Proustbetrieb: Die Schlafende

Marcels Liebe zu Albertine ist in Prousts „Recherche“ am beständigsten, wenn Albertine schläft – erst dann gehört sie ihm voll und ganz, erst dann gibt es keinen Grund zur Eifersucht.

Eine Kolumne von Gerrit Bartels

Die Liebe des Erzählers der „Recherche“ zu Albertine ist eine im höchsten Maß ambivalente. Das deutet allein der Titel des fünften Bandes an, „La Prisonnière“, die Gefangene.
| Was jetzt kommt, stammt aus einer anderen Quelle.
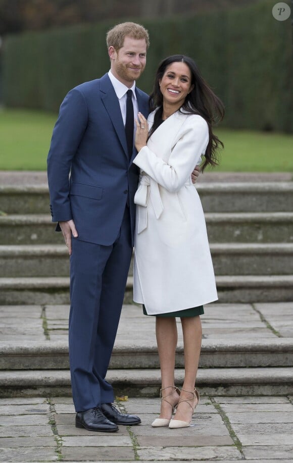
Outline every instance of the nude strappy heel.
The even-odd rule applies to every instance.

Marcel, wie sie ihn einmal aus dem Trocadéro kommend in einem durch einen Fahrradboten überbrachten Brief nennt, („mein und lieber Marcel“ oder auch „so ein Marcel“, ganz ohne Erzähler-Konjunktiv), lebt also nun Wand an Wand und unter einem Dach mit Albertine zusammen und lässt sich jeden Abend „ihre Zunge in meinen Mund gleiten, wie ein tägliches Brot.“

Albertine ist die Gefangene

Doch am liebsten wäre ihm natürlich, sie würde von morgens bis abends daheim bleiben, ganz und gar nicht mehr ausgehen, sich mit niemand mehr treffen. So fühlt er sich ihrer Liebe am sichersten, so wie in diesem Band, da er bei den Verdurins ist und sie zuhause weiß. Sie hat seinetwegen sogar darauf verzichtet, dort hinzugehen, ohne zu wissen, dass er die Verdurin-Soirée besucht mit Morel als Vinteuil-Interpret.
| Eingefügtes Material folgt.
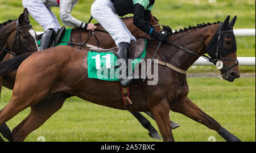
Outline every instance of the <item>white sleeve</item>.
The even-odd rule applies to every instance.
[[[79,28],[83,23],[71,15],[71,11],[77,2],[78,0],[60,1],[60,18],[65,25]],[[82,28],[84,28],[85,26],[84,23]]]

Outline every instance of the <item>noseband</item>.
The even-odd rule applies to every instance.
[[[203,57],[206,60],[207,60],[209,62],[213,63],[214,65],[216,65],[218,69],[220,70],[221,71],[221,74],[223,74],[225,73],[226,73],[228,70],[230,70],[231,69],[232,69],[233,67],[235,67],[236,66],[238,65],[239,62],[238,60],[233,60],[233,59],[230,59],[230,58],[225,58],[225,57],[223,57],[222,55],[222,52],[221,52],[221,33],[230,33],[230,32],[233,32],[233,29],[232,30],[226,30],[226,31],[221,31],[221,26],[222,25],[223,23],[220,23],[219,27],[218,27],[218,29],[217,31],[217,32],[216,32],[216,33],[218,34],[218,40],[217,40],[217,49],[216,49],[216,52],[215,53],[215,55],[216,55],[216,58],[215,59],[213,59],[205,55],[203,55]],[[175,43],[173,43],[172,42],[170,42],[168,41],[167,42],[168,44],[173,45],[174,46],[175,46],[176,47],[177,47],[177,48],[183,50],[184,51],[185,51],[189,53],[192,54],[193,55],[197,56],[198,57],[201,57],[200,55],[199,55],[197,54],[196,54],[196,53],[194,53],[193,52],[189,50],[186,48],[184,48],[184,47],[182,47],[180,45],[178,45]],[[231,67],[229,67],[229,68],[225,68],[223,66],[223,62],[220,61],[220,60],[229,60],[229,61],[234,61],[236,62],[236,63],[232,66]]]
[[[239,64],[238,61],[237,60],[236,60],[228,58],[222,57],[222,55],[221,54],[222,53],[222,52],[221,52],[221,41],[220,41],[221,39],[221,33],[234,32],[233,29],[221,31],[221,26],[222,25],[222,24],[223,24],[223,23],[221,23],[220,24],[220,25],[218,26],[218,31],[217,32],[217,33],[218,33],[218,40],[217,40],[216,53],[215,53],[216,60],[213,61],[213,63],[217,66],[218,69],[222,70],[221,74],[223,74],[224,73],[227,72],[228,70],[230,70],[231,69],[232,69],[233,67],[235,67],[236,66],[237,66]],[[221,59],[225,60],[234,61],[236,62],[236,63],[229,68],[225,68],[223,66],[223,62],[221,61],[220,61],[220,60],[221,60]]]

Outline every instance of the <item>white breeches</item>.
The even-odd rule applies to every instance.
[[[109,33],[117,46],[121,42],[130,44],[131,40],[136,40],[125,23],[116,15],[110,0],[95,0],[92,5],[91,13],[93,18]]]
[[[61,27],[55,15],[50,8],[47,8],[39,0],[22,0],[24,8],[27,8],[30,14],[41,25],[44,30],[52,28],[57,32]]]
Deshalb die Gefangene. Anders kommt Marcel seiner Eifersucht kaum bei. Zumal diese sich natürlich auch auf die Vergangenheit ausdehnt; auf Momente, in denen Albertine einst unzweideutige Blicke mit anderen Frauen austauschte oder sich nicht zufällig und aus Versehen eindeutige Berührungen ergaben.

Was also sind trotz ihres sexuellen Austausches seine größten Liebesmomente mit Albertine? Wenn sie schläft. Vier Szenen gibt es in „Die Gefangene“, und es sind mit die ein- und nachdrücklichsten Szenen dieses Bandes. Sie haben jenseits der Beziehung von Marcel und Albertine eine gewisse Allgemeingültigkeit. Denn wer schmilzt nicht dahin beim Betrachten des Schlafs der eigenen Kinder, des oder der Geliebten?

In dem ich so unter meinem Blick, in meinen Händen hielt, erlebte ich jenes Gefühl, sie ganz und gar zu besitzen, das ich niemals hatte, wenn sie wach war.  

Prousts Erzähler über die schlafende Albertine

Nur das technokratisch Besitzergreifende, das kennt man eher nicht, so wie es Prousts Erzähler hat. Albertine war, sobald sie schlief, „nur noch von dem unbewussten Leben der Pflanzenwelt, der Bäume beseelt, einem Leben, das von dem meinen verschiedener und ihm fremder war und mir doch mehr gehörte.“ Und weiter, noch präziser: „In dem ich so unter meinem Blick, in meinen Händen hielt, erlebte ich jenes Gefühl, sie ganz und gar zu besitzen, das ich niemals hatte, wenn sie wach war.“

Doch auch das Erwachen weiß er zu schätzen, aber bitte schön ohne ein Geheimnis in ihren Augen lesen zu müssen, bitte schön eine Albertine, „die mir so bekannt wie irgend möglich war.“ Er liebt sie, er liebt sie nicht, er weiß, dass er sie nicht mehr lieben wird, er weiß nicht, dass er sie schon nicht mehr liebt wie einst in Balbec. Erst Albertines Tod und das Vergessen befreien ihn von seiner Eifersucht.